We may have a real problem of realizing just what image we may be
projecting to the world, but it is not coming from the government's
urban planners. I can see that.
1 comment:
I don't see the distinction between "city planner" and "private sector developer." Along with the state and federal governments, local governments do the work of middle and upper class business. That's their purpose: to make business easier for people who are doing business. And as with most things in the United States, the integration of public and private spheres in the development world has only gotten stronger over the past couple decades. How many times have you heard the "businessman" university/college president, or the "business-minded" super-rich mayor (a la Jim Gray or, the archetype, Michael Bloomberg), or of "public/private" partnerships? The integration is such that it's difficult to tell what's what, which is a big part of how private sector developments work. (In some cases, it's the only way they'll work.)
Couple of big and closely-stacked flashpoints:
(1) I think Distillery District was a government-pushed initiative. I actually remember
a city downtown planner telling me and a group of other Lexingtonians how the city approached McNeese with the idea; this was in 2010 at the first "citizen urban planning leaders" gatherings that Steve Austin organized. Whether hyperbole or not, the comments clearly showed a meshing of private and public interests. The Distillery District has resulted in a $100 million+ TIF application that will direct future state and local taxes to it; it's also the central cord of the city's authored Town Branch Trail; it's also the end-point of the Town Branch Commons urban park; and it represents a new under-populated area that city leaders have made plans to have developed by private developers.
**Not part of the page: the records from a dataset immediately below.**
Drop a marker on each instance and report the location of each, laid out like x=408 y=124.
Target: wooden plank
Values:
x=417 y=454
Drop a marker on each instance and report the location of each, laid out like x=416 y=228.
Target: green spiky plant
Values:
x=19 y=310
(2) CentrePointe TIF: Again, the city's master plan calls for energizing and focusing on downtown. They're now tied to a $100-200 million tax break for private developer Dudley Webb to redo the couple acre CentrePointe block. The Town Branch Commons will go right past it, and it will sit across from the largely publicly supported 21C museum (nevertheless officially a "private" business) and the recently renovated CHeapside Park and Main Street corridor that was the beneficiary of a many-millions dollar upgrade for the public/private (Alttech) partnership known as the WEG.
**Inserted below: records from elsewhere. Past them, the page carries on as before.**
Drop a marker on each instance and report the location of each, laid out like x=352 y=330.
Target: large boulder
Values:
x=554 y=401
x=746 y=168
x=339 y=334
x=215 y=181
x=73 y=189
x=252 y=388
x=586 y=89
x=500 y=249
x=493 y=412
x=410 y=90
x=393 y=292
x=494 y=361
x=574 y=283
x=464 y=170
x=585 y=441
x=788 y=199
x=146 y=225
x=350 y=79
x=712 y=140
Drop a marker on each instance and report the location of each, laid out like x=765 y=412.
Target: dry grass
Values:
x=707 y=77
(3) Rupp Arena: Forget the obvious ($5 million thus far in-state coal and local general fund money, part of a project whose costs have yet to be even determined; also the inevitable TIF proposal). There's also the use of a mayor-appointed task force that had ZERO public representatives on it--though it featured CentrePointe's Woodford Webb, Distillery District's Barry McNeese, and 21C's Hank Greenberg on it. (And, considering that UK and UKAA are quasi-private institutions now, we could also add UKAA's Mitch Barnhart and the couple of other UK reps who appeared on it.)
(4) The Town Branch Commons: Again, with zero public representation, private developers created a contest that provided a vision which the city council will endorse (as they always do, unanimously and enthusiastically). Most of the expensive portions of the "public commons" will be located on....Rupp Arena, which will have the Jefferson Street Bridge removed so you can see directly into...the Distillery District.
That's a lot of private development, relatively few private owners, and big chunks of public money and other capital involved. Hard to say what's what at this point.
Thanks for the info on the TIF proposal. I wonder if this is an outgrowth of the other "greenfield" TIF that's been approved: UK's Coldstream off Newtown Pike. I think the bill to allow UK to redefine TIF so it could apply to open farmland sitting next to the heavily invested Kentucky Horse Park passed in that special session that Beshear had to call a couple years back. One of two state bills passed in the session.